After some recent prodigious flooding here in Brooklyn, I was left to do some emergency cleanup in my parents’ basement. Amidst the mess emerged a piece of tech that I hadn’t seen in many years: a 1984 Brother EP-44 word processor that my cousin had given to me in the early 90s, after he’d graduated law school and moved on to fancier first-generation laptops. Our politics differ not-so-slightly; I guess I stuck a Greenpeace ’93 sticker on it to counterbalance things like the Bush ’88 campaign sticker he’d left there.
The EP-44 is a really fun device. It’s an early electronic typewriter / printer combo, with a DB-25 port allowing it to make serial connections and a thermal print head that work with fax paper rolls (so no long-discontinued ink cassette needed!). Daisy-chaining USB-C to DB-9 and DB-9 to DB-25 cables gave me pretty quick access via the Terminal, with GPT-4 pairing on a Python script and some debugging thanks to pioneers that came before me. (Of note, I needed a null modem cable. This was a confusing detail.)
Once I had the serial connection running, it just seemed natural to try to hook it up to the GPT-4 API. Turns out there’s something so gratifying about typing with a chatbot through a physical interface rather than a textbox. I created a system prompt that encouraged it to adopt a persona combining aspects of Mitch Hedburg and David Foster Wallace, thinking that’d be a head start to some gen X wisdom, and I even added some delays and typos to make it seem more natural.

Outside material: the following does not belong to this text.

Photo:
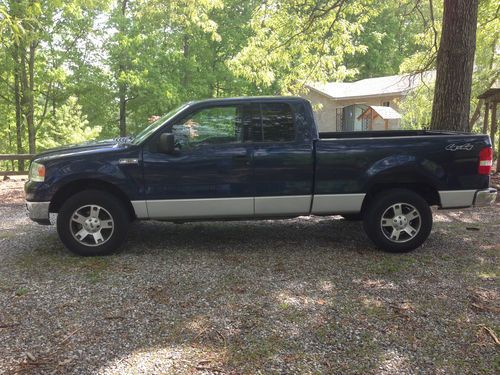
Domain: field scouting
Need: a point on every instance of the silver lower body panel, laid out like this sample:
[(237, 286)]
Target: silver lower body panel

All of this inspired me to pick up my long-delayed project of finetuning a chatbot on my own text message archived, described here. Once I’d gotten those models working to my satisfaction, I took a model trained on the MS Word diary I kept as a ~13 year old and hooked it up to the EP-44. (This required some extra fancy footwork using ChatGPT to split my diary entries into more ‘conversational’ chunks and then generate chatty questions mapped to each chunk, for training purposes.) Now I can chat with my sad tween self circa 1997-1998 via a physical word processor built in 1984!
The code that connects my finetuned gpt-3.5-turbo model to the Brother EP-44 over pyserial can be found on github.